In other news, contributor Christina Catherine Martinez went to the Siegfried & Roy estate sale, and she brings us the goods. Come for the ’70s-era Western-themed jackets, stay for the possible Berlin Wall fragment. Sold!
I am totally here for contributor Michelle Groskopf’s photos of the MOCA Gala. Oh, to be a cater waiter in this room.
Matt Cooper has got the six picks for the weekend, including Shakespeare productions at Will Geer’s Theatricum Botanicum and performances by Mark Morris Dance Group at the Broad Stage in Santa Monica through Saturday.
Last week, we unveiled our comprehensive package marking the 100th anniversary of the Hollywood Bowl. This week, Jessica Gelt looks at how the Bowl will be paying tribute to some of the most memorable performances of the past. Missed Frank Sinatra when he was at the Bowl in ’43? Billie Eilish and Debbie Harry will be paying tribute to the crooner and singer Peggy Lee on July 27. Gelt has a rundown on the performances.
Marian Goodman gallery is opening a branch in L.A. The space will occupy a 1920s warehouse that will be revamped by L.A. architects Johnston MarkLee.
Paula Rego, a Portuguese-born artist, whose “beautiful-grotesque” pieces were inspired by myth and her own upbringing under dictatorship, has died at 87.
In other news
— France has suspended former Louvre director Jean-Luc Martinez from an ambassadorship after he was charged with art trafficking and money laundering. Martinez, through his lawyers, has denied any wrongdoing.
— A new study reports high levels of political meddling and interference in museums in Central and Southeastern Europe.
— Almost half of U.S. museum exhibitions focus on just 4% of contemporary artists.
— Max Pearl pores over NFT art so you don’t have to.
— Eva Recinos takes us on a tour of one of L.A.’s newest alternative spaces, Tlaloc Studios — with a birria recommendation to boot!
— Evan Nicole Brown has a look at the Kinsey African American Art & History Collection, currently on view at SoFi Stadium.
— Catherine Wagley reports on the keen-eyed collector Diana Zlotnick, author of a ’70s-era arts newsletter, whose contributions to the L.A. scene have been overlooked.
— Artist Theaster Gates (with the assistance of David Adjaye) designed this year’s Serpentine Pavilion in London.

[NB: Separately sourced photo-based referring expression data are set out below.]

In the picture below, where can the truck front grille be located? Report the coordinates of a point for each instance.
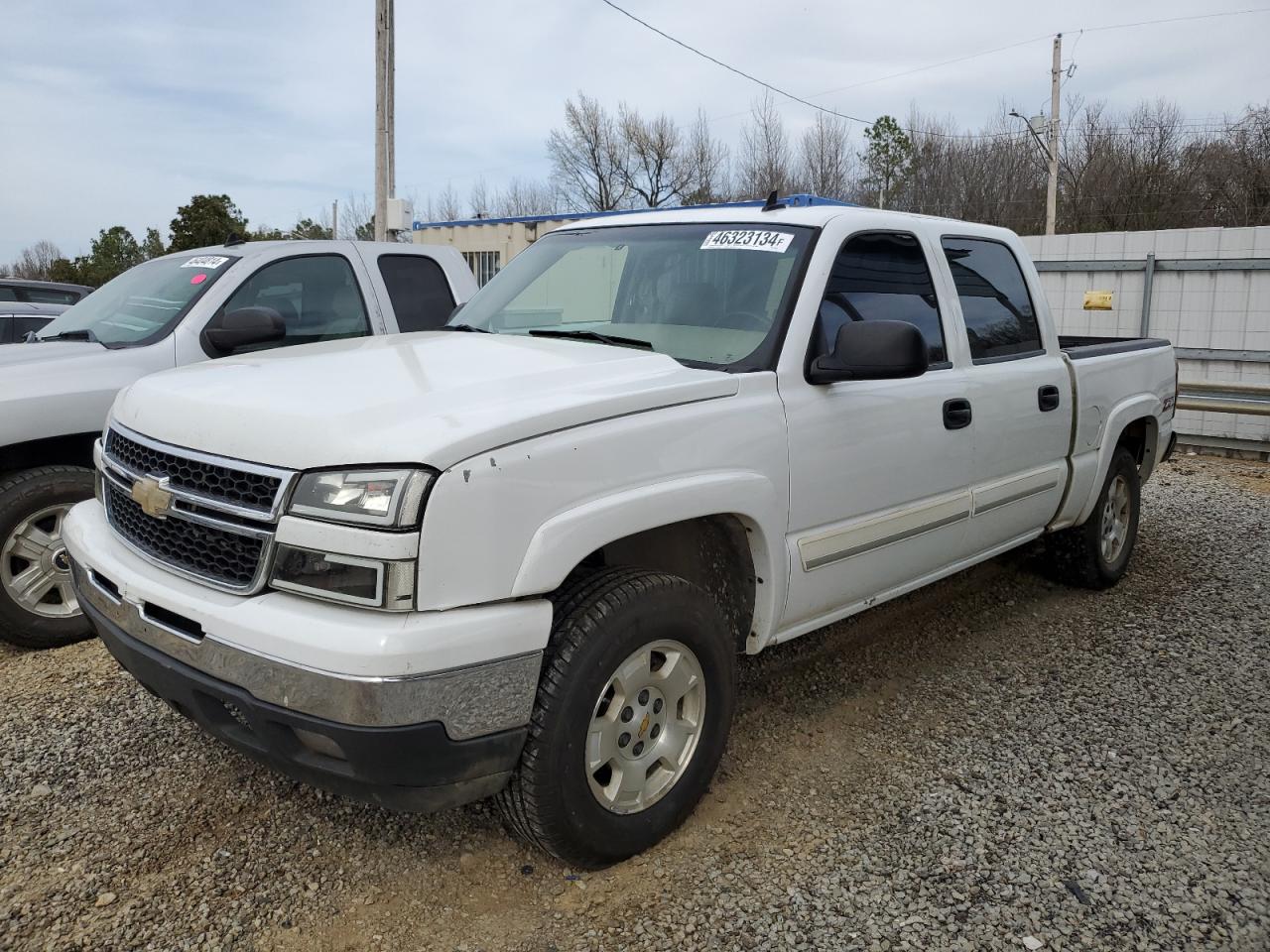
(249, 489)
(213, 555)
(213, 521)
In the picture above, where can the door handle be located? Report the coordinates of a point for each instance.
(956, 414)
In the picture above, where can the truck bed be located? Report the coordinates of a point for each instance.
(1079, 348)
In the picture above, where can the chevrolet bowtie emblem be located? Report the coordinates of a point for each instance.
(153, 495)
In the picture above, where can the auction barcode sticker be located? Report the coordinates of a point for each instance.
(749, 239)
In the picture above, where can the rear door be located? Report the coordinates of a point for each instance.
(879, 481)
(1020, 395)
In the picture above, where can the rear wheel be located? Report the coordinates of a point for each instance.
(39, 607)
(631, 716)
(1096, 555)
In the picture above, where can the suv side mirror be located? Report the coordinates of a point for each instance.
(230, 330)
(873, 350)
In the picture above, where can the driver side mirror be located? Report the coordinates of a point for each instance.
(231, 330)
(873, 350)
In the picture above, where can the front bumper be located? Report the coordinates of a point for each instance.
(413, 767)
(409, 711)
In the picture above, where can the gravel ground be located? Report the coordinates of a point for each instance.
(993, 762)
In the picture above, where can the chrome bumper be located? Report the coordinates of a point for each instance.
(470, 702)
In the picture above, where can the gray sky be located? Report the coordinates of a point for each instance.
(118, 112)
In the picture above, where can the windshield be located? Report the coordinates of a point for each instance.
(141, 303)
(707, 295)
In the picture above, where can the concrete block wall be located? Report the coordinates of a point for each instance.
(1216, 309)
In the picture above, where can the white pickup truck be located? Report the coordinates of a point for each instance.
(181, 308)
(521, 556)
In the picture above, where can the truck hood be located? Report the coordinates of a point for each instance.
(66, 386)
(431, 398)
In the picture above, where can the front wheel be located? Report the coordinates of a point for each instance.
(37, 602)
(633, 712)
(1096, 555)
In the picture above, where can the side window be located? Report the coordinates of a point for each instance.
(317, 296)
(23, 325)
(418, 291)
(881, 277)
(48, 296)
(1000, 318)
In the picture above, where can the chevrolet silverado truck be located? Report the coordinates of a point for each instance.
(185, 307)
(521, 556)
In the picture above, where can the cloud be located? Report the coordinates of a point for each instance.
(117, 113)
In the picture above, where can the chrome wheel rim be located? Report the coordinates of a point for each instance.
(1115, 520)
(644, 726)
(35, 567)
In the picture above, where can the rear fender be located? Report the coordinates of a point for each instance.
(567, 538)
(1135, 408)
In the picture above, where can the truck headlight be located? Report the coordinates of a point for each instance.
(388, 498)
(348, 579)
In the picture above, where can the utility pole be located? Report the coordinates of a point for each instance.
(1052, 190)
(385, 149)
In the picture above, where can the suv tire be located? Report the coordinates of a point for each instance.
(37, 604)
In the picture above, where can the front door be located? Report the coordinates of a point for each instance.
(879, 470)
(1021, 397)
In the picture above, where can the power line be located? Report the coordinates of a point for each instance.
(752, 77)
(920, 68)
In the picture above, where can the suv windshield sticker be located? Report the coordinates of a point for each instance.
(204, 262)
(752, 240)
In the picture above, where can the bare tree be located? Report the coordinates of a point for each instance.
(706, 160)
(356, 218)
(825, 158)
(447, 204)
(525, 198)
(585, 157)
(36, 262)
(765, 153)
(477, 199)
(652, 162)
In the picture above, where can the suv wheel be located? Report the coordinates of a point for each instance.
(631, 717)
(39, 607)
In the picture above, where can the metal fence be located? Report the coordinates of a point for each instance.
(1206, 290)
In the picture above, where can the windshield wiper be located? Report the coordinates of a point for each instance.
(70, 335)
(592, 335)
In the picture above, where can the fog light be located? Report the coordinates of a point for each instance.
(341, 578)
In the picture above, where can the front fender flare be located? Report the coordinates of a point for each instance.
(1124, 413)
(568, 537)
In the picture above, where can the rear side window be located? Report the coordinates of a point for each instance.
(1000, 318)
(49, 296)
(317, 296)
(881, 277)
(418, 291)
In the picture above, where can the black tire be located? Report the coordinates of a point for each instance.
(22, 495)
(1076, 555)
(601, 619)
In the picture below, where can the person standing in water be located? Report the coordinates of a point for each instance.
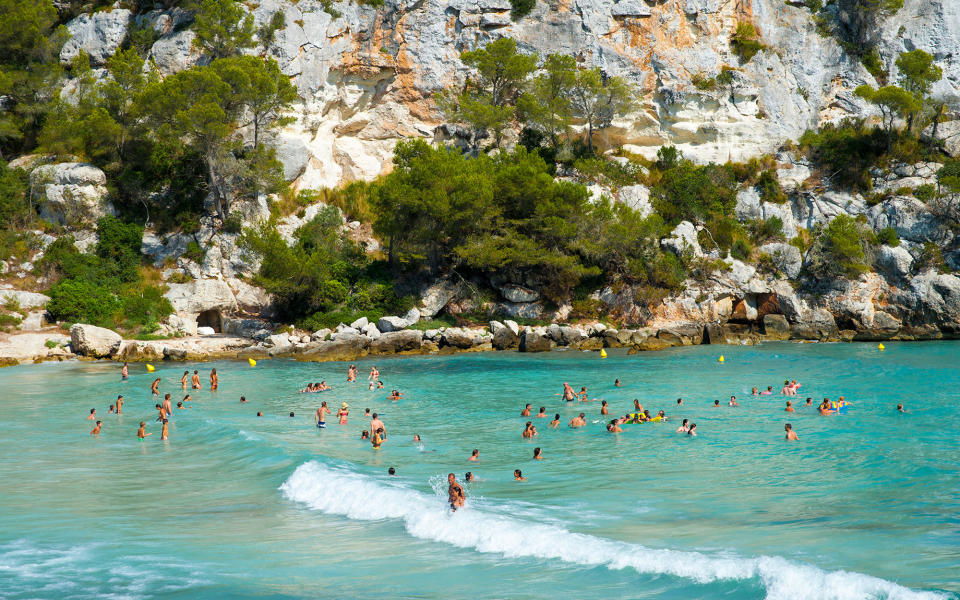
(791, 434)
(320, 418)
(455, 495)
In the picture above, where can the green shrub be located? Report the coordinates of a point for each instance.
(194, 252)
(233, 223)
(925, 192)
(769, 186)
(79, 300)
(888, 237)
(839, 252)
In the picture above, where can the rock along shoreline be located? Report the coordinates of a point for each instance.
(87, 342)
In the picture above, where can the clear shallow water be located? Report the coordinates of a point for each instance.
(867, 505)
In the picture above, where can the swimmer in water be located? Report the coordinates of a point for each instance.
(455, 495)
(824, 408)
(791, 434)
(320, 418)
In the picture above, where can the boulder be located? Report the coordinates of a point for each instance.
(23, 299)
(459, 338)
(98, 34)
(391, 323)
(71, 193)
(518, 294)
(776, 327)
(786, 258)
(504, 337)
(392, 342)
(320, 335)
(895, 262)
(95, 342)
(682, 239)
(532, 341)
(436, 296)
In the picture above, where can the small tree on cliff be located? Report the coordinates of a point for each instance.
(598, 100)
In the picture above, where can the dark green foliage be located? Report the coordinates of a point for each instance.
(521, 8)
(104, 288)
(846, 152)
(691, 192)
(888, 237)
(507, 215)
(839, 251)
(323, 274)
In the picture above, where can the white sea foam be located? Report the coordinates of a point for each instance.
(342, 492)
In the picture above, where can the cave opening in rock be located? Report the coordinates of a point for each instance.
(211, 318)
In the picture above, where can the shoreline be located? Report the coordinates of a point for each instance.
(89, 343)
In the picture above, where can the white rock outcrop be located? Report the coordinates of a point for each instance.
(71, 193)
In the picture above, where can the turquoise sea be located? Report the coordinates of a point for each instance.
(865, 505)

Guardian architecture critic Oliver Wainwright has a look.
— San Diego’s new ballet company, Golden State Ballet, steps out.
— Brian Seibert has a look at how dance is being represented on the Broadway stage.
And last but not least ...
The story of the car that the Shah gave to Romanian dictator Nicolae Ceausescu and how it is being remade by artists. Dig.